Tuesday October 6th, 2015

The exercise:

Write two haiku about: the planets.

Kat had another prenatal yoga class in Oliver this morning, so Max and I went along to drop her off and then play in the park for an hour. Lunch afterward again. It's becoming a bit of a weekly ritual.

She's still having a lot of up and down days, especially with her stamina, but I think things continue to trend toward getting over the morning sickness the first trimester uses as its calling card.

Me? It's only Tuesday and I'm already feeling a bit lost knowing that I'm not harvesting on Friday and attending the farmers market on Saturday.

Mine:

Round and round they go,
dancers performing cosmic
choreography

*     *     *

This planet has had
enough of us... but no one
else wants us either

3 Comments:

Greg said...

As weekly rituals go, that's not a bad one to have! Let's hope the weather doesn't cause too many complications with it. And I'm sure you'll find something to do with your new spare time, or rather, I'm sure that the people around you will spot that you seem to have spare time and find things for you do to with it ;-)
I think it's a draw between your two haiku this week; the first has beautiful use of language, and the second is pithy and direct.

The planets
Summer follows Spring,
Acid rain is typical,
This is just Venus.

Uranus winter:
Rain (methane), gusting winds (fast!),
No warmth for... ever.

[It seems only one of the planets has a six letter name, so that's the acrostic today.]

morganna said...

Immensely huge to
Us, yet the tiniest speck
Of the universe.

Marc said...

Greg - thanks for the kind words on mine. I was quite proud of my first one, as I had a bit of a struggle squeezing 'cosmic choreography' in there :)

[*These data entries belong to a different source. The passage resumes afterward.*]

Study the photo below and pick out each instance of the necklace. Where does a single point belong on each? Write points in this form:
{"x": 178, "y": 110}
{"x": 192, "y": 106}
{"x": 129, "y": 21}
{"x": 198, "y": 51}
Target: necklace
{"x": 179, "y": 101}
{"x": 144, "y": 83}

Quite enjoyed both of your haiku as well, especially considering the acrostic you pulled off. Though I feel like I should point out that there is one other six letter planet name... and that you used it in your second haiku.

Morganna - you've captured the ridiculous scale of the universe very nicely here. It's strange to think how trivial so many things truly are when put into that context.